The transition probability matrix, $P$, is the matrix consisting of the one-step transition probabilities, $p_{ij}$.

The $m$-step transition probability is the probability of transitioning from state $i$ to state $j$ in $m$ steps.

\begin{displaymath}
p^{(m)}_{ij} = Pr\{X_{n+m}=j \vert X_{n}=i \}
\end{displaymath}

The $m$-step transition matrix whose elements are the $m$-step transition probabilities $p^{(m)}_{ij}$ is denoted as $P^{(m)}$.

The $m$-step transition probabilities can be found from the single-step transition probabilities as follows.

To transition from $i$ to $j$ in $m$ steps, the process can first transition from $i$ to $r$ in $m-k$ steps, and then transition from $r$ to $j$ in $k$ steps, where $0<k<m$.

\begin{displaymath}
p^{(m)}_{ij} = \sum_{r} p^{m-k}_{ir} p^{k}_{rj}
\end{displaymath}

In matrix form, this becomes:

\begin{displaymath}
P^{(m)} = P^{(m-k)}P^{(k)}
\end{displaymath}

Setting $k=m-1$ yields:

\begin{displaymath}
P^{(m)} = P \cdot P^{(m-1)}
\end{displaymath}

From this equation we can see that:

\begin{displaymath}
P^{(m-1)} = P \cdot P^{(m-2)}
\end{displaymath}

Substituting this back into the previous equation yields:

\begin{displaymath}
P^{(m)} = P \cdot P \cdot P^{(m-2)}
\end{displaymath}

Continuing these substitutions, eventually we have:

\begin{displaymath}
P^{(m)} = P \cdot P \cdot P \cdots P = P^{m}
\end{displaymath}

Therefore, the $m$-step transition probability matrix can be found by multiplying the single-step probability matrix by itself $m$ times.

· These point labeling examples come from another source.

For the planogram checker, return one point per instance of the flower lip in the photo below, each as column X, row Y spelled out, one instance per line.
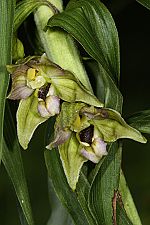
column 86, row 135
column 43, row 91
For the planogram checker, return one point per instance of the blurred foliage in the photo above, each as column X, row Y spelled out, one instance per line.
column 134, row 37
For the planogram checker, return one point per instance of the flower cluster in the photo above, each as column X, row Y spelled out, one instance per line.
column 83, row 126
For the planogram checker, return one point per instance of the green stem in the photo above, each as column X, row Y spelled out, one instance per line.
column 59, row 45
column 6, row 24
column 61, row 49
column 128, row 201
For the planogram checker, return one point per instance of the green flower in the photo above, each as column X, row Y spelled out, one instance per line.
column 39, row 84
column 83, row 132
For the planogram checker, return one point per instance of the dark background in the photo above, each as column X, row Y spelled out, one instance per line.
column 133, row 24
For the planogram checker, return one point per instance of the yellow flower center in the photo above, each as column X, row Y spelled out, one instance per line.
column 31, row 74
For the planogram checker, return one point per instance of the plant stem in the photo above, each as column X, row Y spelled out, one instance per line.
column 6, row 25
column 59, row 45
column 128, row 201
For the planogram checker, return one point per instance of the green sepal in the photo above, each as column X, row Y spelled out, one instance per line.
column 113, row 127
column 66, row 121
column 72, row 160
column 70, row 89
column 17, row 49
column 65, row 139
column 28, row 119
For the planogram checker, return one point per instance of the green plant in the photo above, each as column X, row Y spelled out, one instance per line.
column 92, row 193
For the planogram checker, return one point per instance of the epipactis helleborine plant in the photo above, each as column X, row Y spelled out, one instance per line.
column 83, row 127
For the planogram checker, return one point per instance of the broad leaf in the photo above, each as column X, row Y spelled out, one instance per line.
column 145, row 3
column 128, row 201
column 12, row 160
column 113, row 127
column 103, row 186
column 6, row 24
column 86, row 18
column 141, row 121
column 28, row 119
column 25, row 8
column 64, row 192
column 59, row 214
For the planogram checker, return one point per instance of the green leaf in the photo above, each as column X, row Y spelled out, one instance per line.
column 104, row 86
column 59, row 214
column 12, row 160
column 113, row 127
column 71, row 159
column 64, row 192
column 145, row 3
column 141, row 121
column 28, row 120
column 91, row 24
column 128, row 201
column 6, row 24
column 25, row 8
column 83, row 188
column 119, row 214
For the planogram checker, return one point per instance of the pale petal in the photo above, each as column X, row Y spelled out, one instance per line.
column 42, row 109
column 99, row 147
column 37, row 83
column 61, row 137
column 53, row 105
column 90, row 156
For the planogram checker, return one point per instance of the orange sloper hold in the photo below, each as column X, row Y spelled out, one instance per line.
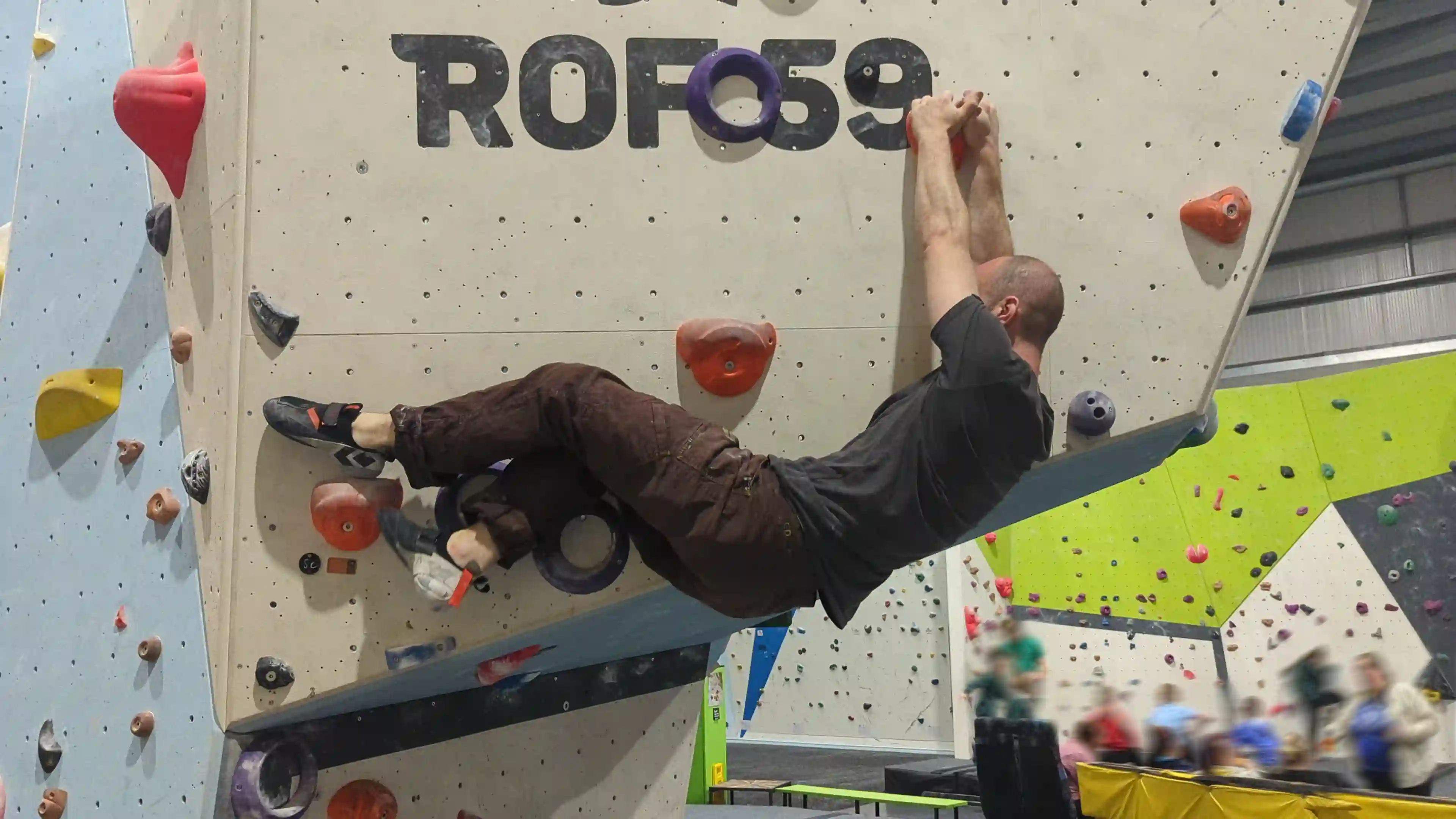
column 1222, row 218
column 727, row 356
column 344, row 511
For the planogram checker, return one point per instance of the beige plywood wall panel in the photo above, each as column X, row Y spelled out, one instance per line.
column 203, row 270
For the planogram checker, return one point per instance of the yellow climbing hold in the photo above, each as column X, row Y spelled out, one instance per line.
column 73, row 399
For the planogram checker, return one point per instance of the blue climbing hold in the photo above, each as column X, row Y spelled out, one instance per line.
column 1092, row 413
column 1302, row 111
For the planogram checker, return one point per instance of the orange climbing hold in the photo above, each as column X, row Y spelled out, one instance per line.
column 363, row 799
column 161, row 107
column 344, row 511
column 727, row 356
column 1222, row 218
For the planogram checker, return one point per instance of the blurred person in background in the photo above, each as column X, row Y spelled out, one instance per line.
column 1391, row 726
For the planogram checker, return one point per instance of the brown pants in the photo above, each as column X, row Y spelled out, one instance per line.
column 727, row 534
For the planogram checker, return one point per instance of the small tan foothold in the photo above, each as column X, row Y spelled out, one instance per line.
column 53, row 805
column 130, row 451
column 164, row 506
column 181, row 344
column 143, row 723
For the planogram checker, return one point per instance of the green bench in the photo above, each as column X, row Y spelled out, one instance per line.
column 858, row 796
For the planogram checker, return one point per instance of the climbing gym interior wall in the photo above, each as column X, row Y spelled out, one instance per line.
column 1317, row 516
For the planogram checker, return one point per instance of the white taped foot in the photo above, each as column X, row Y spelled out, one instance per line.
column 435, row 576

The state vector at time $m$ can also be found in terms of the transition probability matrix and the intial state vector $\Pi(0)$. We first observe that:

\begin{displaymath}
\pi_{j}(m) = \sum_{i} \pi_{i}(m-1) p_{ij}
\end{displaymath}

In vector and matrix form, this becomes:

\begin{displaymath}
\Pi(m) = \Pi(m-1) P
\end{displaymath}

We also find that, through substitution:

\begin{displaymath}
\Pi(m-1) = \Pi(m-2) P
\end{displaymath}

or,

\begin{displaymath}
\Pi(m) = \Pi(m-2) P \cdot P
\end{displaymath}

Continuing the substitution yields:

\begin{displaymath}
\Pi(m) = \Pi(0) P^{m}
\end{displaymath}

where $\Pi(0)$ is the vector containing the intial probabilities of being in each state at time 0.